Recently a young professional shared with me the dryness of his times alone with God. He said that the Scriptures seemed flat. Irrelevant. He then explained that in his job, he and a team of analysts routinely submit reports to their superiors that affect company policy. It is a common practice, he informed me, to shade the reports in a manner that will put the team members in a favorable light with their higher-ups. If he chooses not to go along, his career is put in jeopardy. So play along he does.


Is there any doubt as to why he has little appetite for the things of God?


Last night I dined with a businessman who, for the past 3 years I’ve unsuccessfully attempted to motivate to spend consistent time with God. We’ve had “quiet times” together, talked about priorities, personal discipline, how to meditate on the Word. You name it.
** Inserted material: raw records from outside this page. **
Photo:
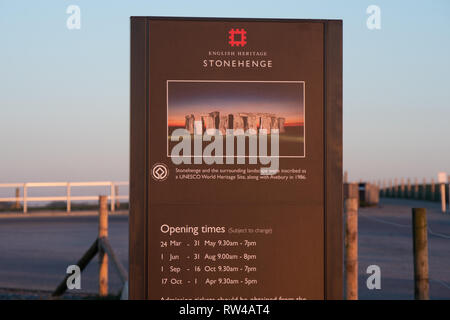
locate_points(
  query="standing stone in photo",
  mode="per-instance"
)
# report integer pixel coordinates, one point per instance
(252, 123)
(190, 123)
(266, 123)
(238, 124)
(223, 124)
(281, 124)
(209, 123)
All to no avail.


John,” I asked, “hows your time with God?” Embarrassment, fumbling. Then, “Dwight, I wont lie to you. Its not very good.” Yet this man spends 10 hours a day in his career, and untold hours in church work. But he will not carve out personal time with God.


Let’s be honest. We find time to do what we really want! So the issue is not discipline, but appetite.


If we cannot recognize the value of simply being alone with God, as the beloved, without doing anything, we gouge the heart out of Christianity.


QUESTION: How would you evaluate your appetite for spending time with Christ? Are you eager? Or is it obligatory? If your times with God are the blahs, what do you think is the root cause?